A veces las cosas van así: cuando menos te lo esperas te encuentras en mitad del mejor concierto de tu nueva banda favorita.
Y es que a Nada Surf los conocí hace apenas medio año, en el Vida Festival, y eso que tuvimos una emergencia cafeínica que nos hizo escucharlos desde la distancia en una cola kilométrica. Los había escuchado en Spotify y no me llamaron la atención, pero, ¡hey!, ese directo tenía una cualidad… directa. Sí, ¿sabéis esos artistas con los que conectas porque…? Bueno, vete a saber por qué: yo lo achaco a una cuestión de actitud, a que, cuando pones el alma ahí en la música y te estás de zarandajas, se nota.
Aprovechando que le regalamos a una pareja de buenos amigos unas entradas para resarcirse de la emergencia cafeínica, oye, pues aproveché y me compré yo otra.
Qué gran decisión.
Y eso que volví a escucharlos en Spotify y me costó emocionarme. Me recordaban vagamente a Superchunk, con la pega añadida de la falta de familiaridad. Power pop (veo que también lo llaman ahora jangle pop) de melodías rasposas y medio ocultas tras el rasgueo eléctrico. Pero nada, que todo fue empezar con la primera canción de su último disco, «Cold to See Clear», y entre la nostalgia noventera (y, a ver, que yo en aquella época era de bandas ochenteras) y el buen rollo que desprenden (sonido directo, actitud frontal, directa, llana) me sentí transportado a otra época, una un poco más ingenua pero también más dinámica y comprometida.
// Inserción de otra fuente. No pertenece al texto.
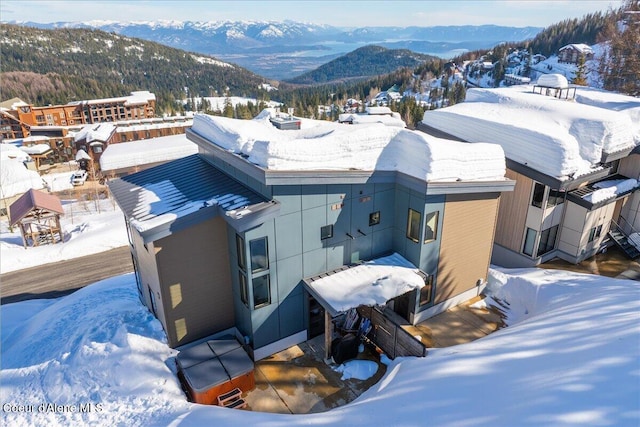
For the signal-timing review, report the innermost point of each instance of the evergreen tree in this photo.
(580, 76)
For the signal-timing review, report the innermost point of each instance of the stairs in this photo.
(623, 243)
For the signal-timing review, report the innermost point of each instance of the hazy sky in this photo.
(342, 13)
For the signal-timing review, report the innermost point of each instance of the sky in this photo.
(535, 13)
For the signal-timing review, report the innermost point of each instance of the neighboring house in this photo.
(38, 216)
(125, 158)
(571, 53)
(223, 240)
(94, 139)
(576, 164)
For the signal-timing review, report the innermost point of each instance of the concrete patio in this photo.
(298, 381)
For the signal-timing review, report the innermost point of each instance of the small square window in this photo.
(431, 227)
(374, 218)
(326, 232)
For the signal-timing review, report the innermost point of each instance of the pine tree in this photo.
(580, 76)
(620, 64)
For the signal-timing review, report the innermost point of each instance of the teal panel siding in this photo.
(288, 235)
(290, 198)
(314, 262)
(289, 275)
(312, 220)
(291, 313)
(313, 196)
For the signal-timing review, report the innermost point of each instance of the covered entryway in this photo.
(372, 284)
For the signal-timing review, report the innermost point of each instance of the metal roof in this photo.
(176, 195)
(34, 201)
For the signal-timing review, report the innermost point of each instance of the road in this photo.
(63, 277)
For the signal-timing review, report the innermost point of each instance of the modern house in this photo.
(576, 163)
(572, 53)
(223, 241)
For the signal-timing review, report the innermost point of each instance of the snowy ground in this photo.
(568, 357)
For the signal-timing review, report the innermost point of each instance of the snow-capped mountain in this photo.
(282, 49)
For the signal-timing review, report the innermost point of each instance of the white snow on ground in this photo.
(88, 227)
(321, 145)
(15, 178)
(153, 150)
(557, 137)
(568, 357)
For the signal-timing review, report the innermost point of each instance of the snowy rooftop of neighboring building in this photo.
(321, 145)
(96, 132)
(559, 138)
(373, 283)
(153, 150)
(580, 47)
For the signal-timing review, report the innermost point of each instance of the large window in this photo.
(529, 241)
(261, 291)
(547, 240)
(259, 255)
(538, 195)
(431, 226)
(413, 225)
(244, 292)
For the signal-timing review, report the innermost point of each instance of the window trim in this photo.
(436, 215)
(413, 214)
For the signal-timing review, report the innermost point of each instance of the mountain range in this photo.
(286, 49)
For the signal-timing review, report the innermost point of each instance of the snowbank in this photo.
(321, 145)
(15, 178)
(557, 137)
(569, 357)
(154, 150)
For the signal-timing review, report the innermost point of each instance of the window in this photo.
(244, 297)
(426, 291)
(242, 259)
(556, 197)
(431, 226)
(374, 218)
(259, 255)
(547, 240)
(261, 291)
(529, 241)
(413, 226)
(538, 195)
(326, 232)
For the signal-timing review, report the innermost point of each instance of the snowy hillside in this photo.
(569, 356)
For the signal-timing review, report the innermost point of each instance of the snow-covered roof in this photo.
(557, 81)
(557, 137)
(580, 47)
(15, 178)
(153, 150)
(96, 132)
(37, 149)
(321, 145)
(373, 283)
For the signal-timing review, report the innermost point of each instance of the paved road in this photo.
(63, 277)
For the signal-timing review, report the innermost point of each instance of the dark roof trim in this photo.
(185, 188)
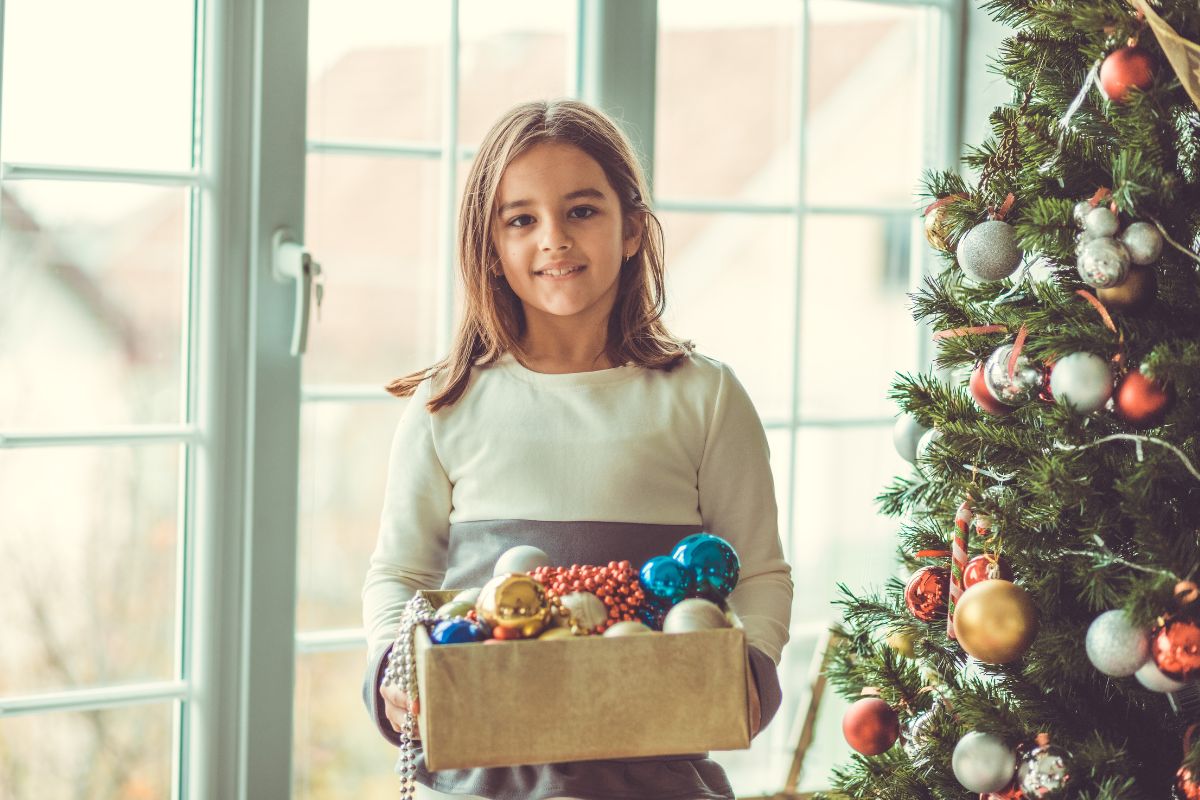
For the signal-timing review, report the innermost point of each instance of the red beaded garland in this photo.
(616, 584)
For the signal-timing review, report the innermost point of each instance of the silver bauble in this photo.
(1021, 388)
(1043, 771)
(905, 434)
(1115, 645)
(1081, 380)
(983, 762)
(1099, 222)
(1144, 242)
(989, 252)
(1102, 263)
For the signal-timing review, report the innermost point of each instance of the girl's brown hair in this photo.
(493, 319)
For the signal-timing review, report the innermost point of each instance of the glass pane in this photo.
(731, 290)
(99, 83)
(865, 103)
(509, 54)
(343, 468)
(741, 125)
(115, 753)
(857, 330)
(88, 560)
(337, 752)
(91, 296)
(373, 224)
(376, 70)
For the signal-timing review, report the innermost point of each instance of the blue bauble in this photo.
(665, 579)
(713, 564)
(457, 631)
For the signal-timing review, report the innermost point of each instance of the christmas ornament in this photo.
(1102, 263)
(1175, 647)
(928, 591)
(1023, 386)
(1133, 294)
(522, 558)
(983, 396)
(1131, 67)
(905, 434)
(870, 726)
(1043, 770)
(987, 567)
(694, 614)
(988, 252)
(1151, 678)
(1140, 401)
(1144, 242)
(996, 621)
(1083, 380)
(514, 602)
(712, 561)
(982, 762)
(666, 579)
(1115, 645)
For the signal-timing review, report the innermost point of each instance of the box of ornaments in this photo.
(559, 663)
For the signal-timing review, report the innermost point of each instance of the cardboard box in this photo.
(585, 698)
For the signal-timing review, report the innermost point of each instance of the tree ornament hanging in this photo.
(1125, 70)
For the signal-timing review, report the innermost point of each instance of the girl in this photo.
(569, 417)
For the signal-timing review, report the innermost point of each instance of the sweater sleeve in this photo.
(737, 503)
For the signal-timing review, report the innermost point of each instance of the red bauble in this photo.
(984, 567)
(1175, 647)
(1131, 67)
(1140, 401)
(928, 591)
(870, 726)
(984, 398)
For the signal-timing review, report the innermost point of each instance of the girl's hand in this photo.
(396, 708)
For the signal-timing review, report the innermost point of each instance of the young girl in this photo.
(568, 417)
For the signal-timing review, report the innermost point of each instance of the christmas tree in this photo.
(1048, 641)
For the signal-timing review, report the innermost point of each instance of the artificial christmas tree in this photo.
(1062, 437)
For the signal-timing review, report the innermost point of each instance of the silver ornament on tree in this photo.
(1102, 263)
(989, 252)
(1019, 389)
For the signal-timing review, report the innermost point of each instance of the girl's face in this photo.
(559, 234)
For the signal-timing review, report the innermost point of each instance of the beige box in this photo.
(586, 698)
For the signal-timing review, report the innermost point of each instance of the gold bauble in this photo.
(516, 602)
(995, 621)
(1132, 294)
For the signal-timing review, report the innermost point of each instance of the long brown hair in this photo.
(493, 319)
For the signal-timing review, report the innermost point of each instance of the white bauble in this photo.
(1116, 647)
(1083, 380)
(521, 559)
(983, 762)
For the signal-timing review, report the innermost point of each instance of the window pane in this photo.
(343, 469)
(373, 224)
(88, 559)
(867, 103)
(336, 750)
(509, 54)
(99, 83)
(91, 295)
(732, 115)
(376, 70)
(84, 756)
(857, 331)
(731, 289)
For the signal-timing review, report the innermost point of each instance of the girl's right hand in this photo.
(396, 708)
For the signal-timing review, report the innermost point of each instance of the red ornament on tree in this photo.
(1140, 401)
(928, 591)
(1131, 67)
(987, 567)
(870, 726)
Eso sólo fue el principio.
Las tres primeras canciones fueron, digamos, milimétricas, si es que cuando se toca power pop se puede ser milimétrico. Pero poco a poco dio la impresión de que la banda se estaba animando. El sonido se volvió más compacto, más pleno, y subió la intensidad unos cuantos grados. Cosa que el público también captó, y la retroalimentación fue dando sus frutos con más bailes, más palmas, más ovaciones; todo en un ambiente como de muy buen rollo. Los parlamentos de Matthew Caws iban entre el humor casi británico, la ingenuidad (con ese castellano chapurreado, medio vacilante pero preciso) y el mensaje político (ese «me alegra que todos estemos juntos contra esto, malos tiempos» fue cándido hasta decir basta y, sin embargo, tan necesario que lo dijese); de vez en cuando, Daniel Lorca tomaba el micro y era mucho más directo, y también los hacía más cercano.
La recta final ya fue de traca. Bises aclamados: «Popular», «Always Love», ¡si hasta la coreé, pillando el estribillo al vuelo! Pero, ah, tras dos horas (¡dos horas!, cuando hoy en día si te actúan hora y media ya te puedes dar con un canto en los dientes), ese «Blizzard of ’77» con dos guitarras acústicas, sin micros y con el público (que ya salía de la sala) acercándose al escenario en silencio fue… especial. Mágico. Majérrimo.
Claro, ahora estoy repasando la discografía, desentrañando las letras y desmadejando ese sonido que, al principio, parecía homogeneizar y enmascarar las diferentes canciones, y eso: mi nuevo grupo favorito. Aún les quedan unas cuantas fechas en España, así que, si por un casual, podéis acercaros a verlos, bueno, pues ya me contaréis, pero creo que no os arrepentiréis.